File System Locked Up when NFS mount went offline
Aight, first the basics:
Running RHEL 3 (2.4 Kernel), Dell Poweredge 2850, 4GB RAM, 2TB EMC RAID on ServerA.
Solaris Sun system on ServerB.
I do not control Server B.
ServerB publishes an NFS share that I have mounted on ServerA as /mnt/serverb.
ServerA has the 2TB raid mounted as /mnt/raid
On the raid is a samba shared directory we'll call public. Mounted at /mnt/raid/public
Inside this samba shared directory is a symlink to /mnt/serverb which is contained in /mnt/raid/public/serverb
Yesterday, serverb went into Single User Mode (as it tends to do from time to time for whatever reason) for approximately 45 minutes. 15 minutes into the outage, ServerA noticed that ServerB was missing a threw an error into the system log:
(ServerA kernel: nfs: server {ip address} not responding, still trying)

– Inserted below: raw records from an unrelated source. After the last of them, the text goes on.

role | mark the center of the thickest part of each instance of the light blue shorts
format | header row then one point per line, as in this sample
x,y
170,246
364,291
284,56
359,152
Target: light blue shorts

About this time, the directory /mnt/raid/public stopped responding. Completely. Any attempt to ls on the directory froze, with kill -9 commands being uneffective. Windows clients could not connect to the share at all (except an old Win98 box, but it couldn't list the directory contents). I even attempted to use a Java based file manager to look at the file system, but it locked up as well (webmin). Oddly enough, I could still tabcomplete in the directory with no problems.
No other shares were affected. Server utilization was no stranger than normal. Only this one share/directory seemed to be affected.
When serverb came back up, all of my frozen console sessions began responding again and the Windows clients could connect. The Samba logs show no errors during this time period.
So, the short question is this: Should a symlink be able to bring an entire directory to a standstill?
The longer question is: How do I keep the symlink but prevent being held hostage by serverb's erratic uptime.
Thanks in advance and sorry for the long explanation. I've never seen anything like this before.
--zigg
|